Ещё в 1825 г. митрополит Черногории (до 1852 г. здесь было теократическое правление) Петр I избрал cвоего племянника Радивоя (в монашеском постриге Петра) в наследники, которому в 1830-м суждено было принять на рамена свои крест светской и церковной власти. Накрепко усвоил он завет Петра I Пéтровича «Богу молись да за Россию держись». Он сумел возобновить тесные связи с Россией, и государственные и церковные. Дважды побывал Негош в Петербурге: в 1833 г., когда свершилась его хиротония во епископа в присутствии Его Величества Императора Николая I, и в 1837-м, когда в ожидании разрешения на въезд в Петербург он вынужден был задержаться во Пскове и предположительно посетил могилу Пушкина в Святогорском монастыре — стихотворение памяти Пушкина, выдержанное в высокой духовной тональности, тому подтверждение. Стихи «Тени Александра Пушкина» открывают антологию «Зерцало Сербское» (Белград, 1846) сербских юнацких песен, повествующих о героической истории Сербии и Черногории. По сути, эта антология и была посвящена Пушкину, она явилась драгоценным приношением в слове великому русскому поэту. Всё самое святое и заветное — подвиг народа сербского, пролитую родную кровь и горение о свободе — сербский гений поклонял гению русскому…

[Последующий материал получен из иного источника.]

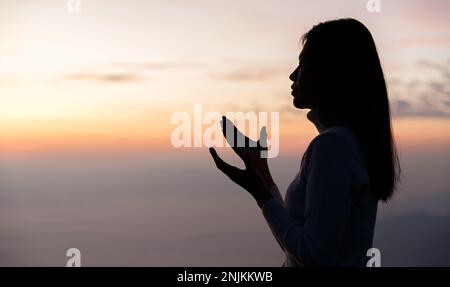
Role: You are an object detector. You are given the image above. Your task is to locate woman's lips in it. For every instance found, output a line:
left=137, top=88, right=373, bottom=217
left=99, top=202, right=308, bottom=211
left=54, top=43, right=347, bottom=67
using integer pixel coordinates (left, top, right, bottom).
left=291, top=84, right=297, bottom=96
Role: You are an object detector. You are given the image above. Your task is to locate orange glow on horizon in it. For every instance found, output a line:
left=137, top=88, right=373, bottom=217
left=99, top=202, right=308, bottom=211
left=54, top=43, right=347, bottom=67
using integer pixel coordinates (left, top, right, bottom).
left=1, top=116, right=449, bottom=155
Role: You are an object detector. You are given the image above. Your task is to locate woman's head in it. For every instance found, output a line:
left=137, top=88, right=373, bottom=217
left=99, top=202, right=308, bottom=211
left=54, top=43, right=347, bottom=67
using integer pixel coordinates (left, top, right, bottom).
left=290, top=18, right=400, bottom=201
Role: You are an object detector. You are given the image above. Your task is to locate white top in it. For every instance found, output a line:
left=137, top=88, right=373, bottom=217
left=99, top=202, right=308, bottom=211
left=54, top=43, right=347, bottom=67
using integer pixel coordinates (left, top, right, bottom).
left=261, top=126, right=378, bottom=266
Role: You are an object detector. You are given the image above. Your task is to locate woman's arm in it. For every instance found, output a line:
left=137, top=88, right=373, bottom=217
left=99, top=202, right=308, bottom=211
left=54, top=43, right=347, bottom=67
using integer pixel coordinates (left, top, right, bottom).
left=261, top=184, right=286, bottom=253
left=269, top=183, right=284, bottom=205
left=260, top=133, right=353, bottom=266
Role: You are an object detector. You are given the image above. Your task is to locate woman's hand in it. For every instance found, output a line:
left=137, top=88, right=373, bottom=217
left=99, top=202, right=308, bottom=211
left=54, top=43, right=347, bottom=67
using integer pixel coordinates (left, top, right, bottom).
left=209, top=116, right=275, bottom=207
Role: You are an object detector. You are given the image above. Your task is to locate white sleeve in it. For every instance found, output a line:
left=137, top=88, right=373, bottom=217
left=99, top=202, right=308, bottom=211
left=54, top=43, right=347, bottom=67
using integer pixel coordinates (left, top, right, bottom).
left=269, top=183, right=284, bottom=205
left=261, top=184, right=286, bottom=254
left=260, top=133, right=353, bottom=266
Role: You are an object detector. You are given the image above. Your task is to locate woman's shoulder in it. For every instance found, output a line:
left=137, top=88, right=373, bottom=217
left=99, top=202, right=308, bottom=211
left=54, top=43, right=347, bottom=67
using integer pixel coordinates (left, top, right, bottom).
left=306, top=126, right=364, bottom=165
left=310, top=126, right=355, bottom=150
left=301, top=127, right=370, bottom=196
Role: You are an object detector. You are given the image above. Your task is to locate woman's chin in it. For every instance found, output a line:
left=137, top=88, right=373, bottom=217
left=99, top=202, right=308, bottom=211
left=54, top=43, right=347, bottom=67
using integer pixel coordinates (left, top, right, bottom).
left=293, top=97, right=309, bottom=109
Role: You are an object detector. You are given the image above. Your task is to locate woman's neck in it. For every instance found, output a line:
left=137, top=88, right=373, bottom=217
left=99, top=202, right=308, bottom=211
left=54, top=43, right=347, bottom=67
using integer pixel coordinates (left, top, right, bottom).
left=306, top=108, right=327, bottom=133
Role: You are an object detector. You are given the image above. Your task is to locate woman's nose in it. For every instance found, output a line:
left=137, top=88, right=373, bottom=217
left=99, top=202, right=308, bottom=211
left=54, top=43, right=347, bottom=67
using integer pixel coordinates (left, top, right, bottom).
left=289, top=67, right=299, bottom=82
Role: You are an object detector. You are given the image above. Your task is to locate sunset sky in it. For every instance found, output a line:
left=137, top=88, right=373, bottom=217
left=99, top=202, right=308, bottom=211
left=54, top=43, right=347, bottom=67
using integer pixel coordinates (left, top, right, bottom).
left=0, top=0, right=449, bottom=154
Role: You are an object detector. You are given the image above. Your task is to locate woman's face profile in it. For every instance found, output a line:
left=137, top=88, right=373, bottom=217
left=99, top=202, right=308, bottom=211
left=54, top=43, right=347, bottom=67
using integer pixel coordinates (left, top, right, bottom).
left=289, top=43, right=314, bottom=109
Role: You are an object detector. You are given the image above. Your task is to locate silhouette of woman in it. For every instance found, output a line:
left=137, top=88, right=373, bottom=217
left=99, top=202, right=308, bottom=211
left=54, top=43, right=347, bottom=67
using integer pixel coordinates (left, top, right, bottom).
left=209, top=18, right=400, bottom=266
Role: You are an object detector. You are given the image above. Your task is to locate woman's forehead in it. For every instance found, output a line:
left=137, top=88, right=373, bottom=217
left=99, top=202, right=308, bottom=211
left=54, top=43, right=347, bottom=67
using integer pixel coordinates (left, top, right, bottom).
left=299, top=42, right=311, bottom=59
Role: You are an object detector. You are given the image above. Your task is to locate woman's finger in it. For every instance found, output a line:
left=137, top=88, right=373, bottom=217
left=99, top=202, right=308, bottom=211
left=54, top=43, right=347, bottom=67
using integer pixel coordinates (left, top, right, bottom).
left=221, top=116, right=246, bottom=148
left=209, top=147, right=243, bottom=179
left=220, top=116, right=257, bottom=156
left=209, top=147, right=225, bottom=168
left=258, top=126, right=268, bottom=150
left=242, top=151, right=256, bottom=170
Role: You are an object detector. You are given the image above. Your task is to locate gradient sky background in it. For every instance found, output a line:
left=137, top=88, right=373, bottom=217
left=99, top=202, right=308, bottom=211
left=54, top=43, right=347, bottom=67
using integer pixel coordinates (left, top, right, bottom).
left=0, top=0, right=449, bottom=266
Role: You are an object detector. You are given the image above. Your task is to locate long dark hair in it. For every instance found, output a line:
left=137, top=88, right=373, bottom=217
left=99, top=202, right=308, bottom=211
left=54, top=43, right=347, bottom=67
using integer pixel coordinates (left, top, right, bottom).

«Над сводом, спряденным из множества звезд,/ выше, чем мудрого взор проникает,/ под склоном верховным небес,/ непрестанно где солнца младые/ иссекает рукой сокровенной/ и сыплет роями Создатель,/ там был зачат твой гений/ и пения мирром помазан;/ оттуда, где льется надмирный свет,/ оттуда ты к нам прилетел./О, счастливый поэт народа великого,/к твоему праху земному, священному/собратьев витязей подвиги/ пред дивным ступают алтарем» (перевод автора статьи).
Занятый делами государственными, дипломатическими, политическими, усмиряя враждующие племена, воюя с турками, владыка много сил отдавал и просвещению своего народа. Из России он привез не только «сундуки книг», но и целую типографию, расширил школьное образование, начал выпуск первого литературного альманаха «Горлица». В первых книгах Негоша, выпущенных цетиньской типографией «Цетиньский пустынник» и «Лекарство от ярости турецкой» (1834), отчётливо звучала мысль о великой славянской миссии России, надежда на то, что Россия принесет порабощённым братьям по крови «свет и свободу», поможет избавить их от векового османского ига. Занятия поэзией для Негоша воистину были чудесным и таинственным разговором со Всевышним. В 1835-м появилась поэма «Свободиада», в 1845-м — философская поэма «Свет микрокосма», созданная в полном уединении всего за четыре месяца, и наконец, в 1847-м — «Горный венец», вершина творчества Негоша, за ней последовала еще одна историческая драма «Самозванец Степан Малый» (1847), завершившая творческие искания поэта.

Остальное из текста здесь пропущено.